If `VLLM_CONFIGURE_LOGGING` is enabled and no value is given for
`VLLM_LOGGING_CONFIG_PATH`, vLLM will use built-in default configuration to
configure the root vLLM logger. By default, no other vLLM loggers are
configured and, as such, all vLLM loggers defer to the root vLLM logger to make
all logging decisions.
If `VLLM_CONFIGURE_LOGGING` is disabled and a value is given for
`VLLM_LOGGING_CONFIG_PATH`, an error will occur while starting vLLM.
### `VLLM_LOGGING_CONFIG_PATH`
`VLLM_LOGGING_CONFIG_PATH` allows users to specify a path to a JSON file of
alternative, custom logging configuration that will be used instead of vLLM's
built-in default logging configuration. The logging configuration should be
provided in JSON format following the schema specified by Python's [logging
configuration dictionary
schema](https://docs.python.org/3/library/logging.config.html#dictionary-schema-details).

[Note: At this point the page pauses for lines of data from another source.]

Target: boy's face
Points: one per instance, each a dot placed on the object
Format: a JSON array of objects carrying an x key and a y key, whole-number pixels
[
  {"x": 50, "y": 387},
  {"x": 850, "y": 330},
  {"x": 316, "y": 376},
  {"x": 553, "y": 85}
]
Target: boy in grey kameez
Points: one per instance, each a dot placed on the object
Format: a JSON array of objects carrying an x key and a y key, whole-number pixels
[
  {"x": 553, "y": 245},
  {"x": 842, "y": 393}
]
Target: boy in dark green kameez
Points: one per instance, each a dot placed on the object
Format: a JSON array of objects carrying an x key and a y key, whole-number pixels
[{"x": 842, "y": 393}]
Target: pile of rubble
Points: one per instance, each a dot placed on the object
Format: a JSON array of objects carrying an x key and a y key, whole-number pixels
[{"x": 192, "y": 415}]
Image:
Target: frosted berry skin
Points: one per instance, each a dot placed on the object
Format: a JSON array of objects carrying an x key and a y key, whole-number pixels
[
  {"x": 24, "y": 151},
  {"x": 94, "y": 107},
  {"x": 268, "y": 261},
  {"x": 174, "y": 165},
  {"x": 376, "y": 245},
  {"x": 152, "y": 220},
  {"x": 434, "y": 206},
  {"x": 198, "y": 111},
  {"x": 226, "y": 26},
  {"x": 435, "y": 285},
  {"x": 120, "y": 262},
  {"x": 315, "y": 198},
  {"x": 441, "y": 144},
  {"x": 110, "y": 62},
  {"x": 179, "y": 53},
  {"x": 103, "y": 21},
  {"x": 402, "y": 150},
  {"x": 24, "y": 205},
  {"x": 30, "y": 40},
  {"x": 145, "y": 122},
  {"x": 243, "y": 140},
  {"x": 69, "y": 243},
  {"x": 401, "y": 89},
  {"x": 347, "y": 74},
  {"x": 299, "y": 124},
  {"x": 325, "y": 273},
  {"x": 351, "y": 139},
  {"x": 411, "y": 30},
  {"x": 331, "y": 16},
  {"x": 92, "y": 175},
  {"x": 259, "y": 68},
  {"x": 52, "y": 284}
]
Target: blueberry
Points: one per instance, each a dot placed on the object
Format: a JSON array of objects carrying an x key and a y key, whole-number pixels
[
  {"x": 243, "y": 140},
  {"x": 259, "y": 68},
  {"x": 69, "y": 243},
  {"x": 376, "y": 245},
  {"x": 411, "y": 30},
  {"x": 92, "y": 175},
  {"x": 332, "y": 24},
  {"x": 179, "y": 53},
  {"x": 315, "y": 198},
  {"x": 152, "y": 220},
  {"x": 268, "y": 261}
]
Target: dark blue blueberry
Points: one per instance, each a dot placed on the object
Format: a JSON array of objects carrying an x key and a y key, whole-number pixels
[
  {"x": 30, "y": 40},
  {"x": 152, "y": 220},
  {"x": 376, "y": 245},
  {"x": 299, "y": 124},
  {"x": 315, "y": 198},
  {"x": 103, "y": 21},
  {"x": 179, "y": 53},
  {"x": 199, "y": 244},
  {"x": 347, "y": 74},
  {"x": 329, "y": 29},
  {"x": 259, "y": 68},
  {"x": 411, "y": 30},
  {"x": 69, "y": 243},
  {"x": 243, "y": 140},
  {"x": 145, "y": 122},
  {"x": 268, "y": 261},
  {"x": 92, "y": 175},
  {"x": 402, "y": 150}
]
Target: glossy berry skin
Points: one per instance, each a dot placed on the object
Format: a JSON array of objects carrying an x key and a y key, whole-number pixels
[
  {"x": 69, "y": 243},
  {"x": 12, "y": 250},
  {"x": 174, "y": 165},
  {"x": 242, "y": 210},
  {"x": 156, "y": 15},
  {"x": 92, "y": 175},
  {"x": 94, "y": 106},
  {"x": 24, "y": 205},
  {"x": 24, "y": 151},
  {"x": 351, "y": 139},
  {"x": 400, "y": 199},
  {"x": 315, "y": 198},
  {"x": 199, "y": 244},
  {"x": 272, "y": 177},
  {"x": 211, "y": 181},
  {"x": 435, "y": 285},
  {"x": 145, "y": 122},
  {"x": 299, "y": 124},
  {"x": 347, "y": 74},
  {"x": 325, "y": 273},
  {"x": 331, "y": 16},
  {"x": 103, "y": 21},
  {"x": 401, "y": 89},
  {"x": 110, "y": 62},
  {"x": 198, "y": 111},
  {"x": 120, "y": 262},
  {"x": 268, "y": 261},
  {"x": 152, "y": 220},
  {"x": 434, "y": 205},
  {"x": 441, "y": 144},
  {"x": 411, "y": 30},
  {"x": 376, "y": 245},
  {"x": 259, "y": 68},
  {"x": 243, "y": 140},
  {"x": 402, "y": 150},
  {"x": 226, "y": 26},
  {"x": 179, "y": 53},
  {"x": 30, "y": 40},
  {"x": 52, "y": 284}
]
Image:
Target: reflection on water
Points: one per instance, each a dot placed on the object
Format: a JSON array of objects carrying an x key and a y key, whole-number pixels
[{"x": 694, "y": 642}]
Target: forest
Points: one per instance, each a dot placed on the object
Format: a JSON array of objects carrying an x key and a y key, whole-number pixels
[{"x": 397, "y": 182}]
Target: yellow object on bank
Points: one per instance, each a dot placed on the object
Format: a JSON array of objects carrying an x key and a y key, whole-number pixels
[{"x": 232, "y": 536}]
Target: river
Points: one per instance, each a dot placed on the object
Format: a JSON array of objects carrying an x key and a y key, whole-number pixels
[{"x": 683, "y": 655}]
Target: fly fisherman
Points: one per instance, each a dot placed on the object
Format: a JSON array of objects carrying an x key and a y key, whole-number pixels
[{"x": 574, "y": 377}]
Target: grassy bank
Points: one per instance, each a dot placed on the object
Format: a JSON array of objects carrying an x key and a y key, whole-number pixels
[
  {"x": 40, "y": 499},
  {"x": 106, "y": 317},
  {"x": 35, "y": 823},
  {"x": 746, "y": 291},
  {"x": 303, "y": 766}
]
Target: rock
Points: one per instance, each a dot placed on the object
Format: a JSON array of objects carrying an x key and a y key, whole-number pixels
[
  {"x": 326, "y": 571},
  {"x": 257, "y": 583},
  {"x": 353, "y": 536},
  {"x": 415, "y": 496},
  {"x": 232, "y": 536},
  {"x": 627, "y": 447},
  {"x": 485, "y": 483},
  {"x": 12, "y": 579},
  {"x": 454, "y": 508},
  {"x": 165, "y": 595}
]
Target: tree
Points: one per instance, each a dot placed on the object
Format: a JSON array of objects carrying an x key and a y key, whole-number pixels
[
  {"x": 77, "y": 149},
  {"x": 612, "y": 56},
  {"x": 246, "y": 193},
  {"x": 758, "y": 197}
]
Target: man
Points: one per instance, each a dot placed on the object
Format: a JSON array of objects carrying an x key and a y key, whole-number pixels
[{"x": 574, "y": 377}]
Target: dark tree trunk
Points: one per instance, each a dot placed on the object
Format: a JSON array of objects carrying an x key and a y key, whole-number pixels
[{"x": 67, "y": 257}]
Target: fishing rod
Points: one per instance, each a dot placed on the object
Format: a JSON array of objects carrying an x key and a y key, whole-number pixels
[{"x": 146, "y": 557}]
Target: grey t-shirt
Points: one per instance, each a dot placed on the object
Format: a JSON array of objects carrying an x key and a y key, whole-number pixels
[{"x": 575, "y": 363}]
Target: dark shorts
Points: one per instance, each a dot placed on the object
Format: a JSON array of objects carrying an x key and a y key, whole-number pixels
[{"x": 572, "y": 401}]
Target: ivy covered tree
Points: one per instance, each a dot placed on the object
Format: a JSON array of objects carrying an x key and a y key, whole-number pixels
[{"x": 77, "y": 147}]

If `VLLM_LOGGING_CONFIG_PATH` is specified, but `VLLM_CONFIGURE_LOGGING` is
disabled, an error will occur while starting vLLM.
## Examples
### Example 1: Customize vLLM root logger
For this example, we will customize the vLLM root logger to use
[`python-json-logger`](https://github.com/madzak/python-json-logger) to log to
STDOUT of the console in JSON format with a log level of `INFO`.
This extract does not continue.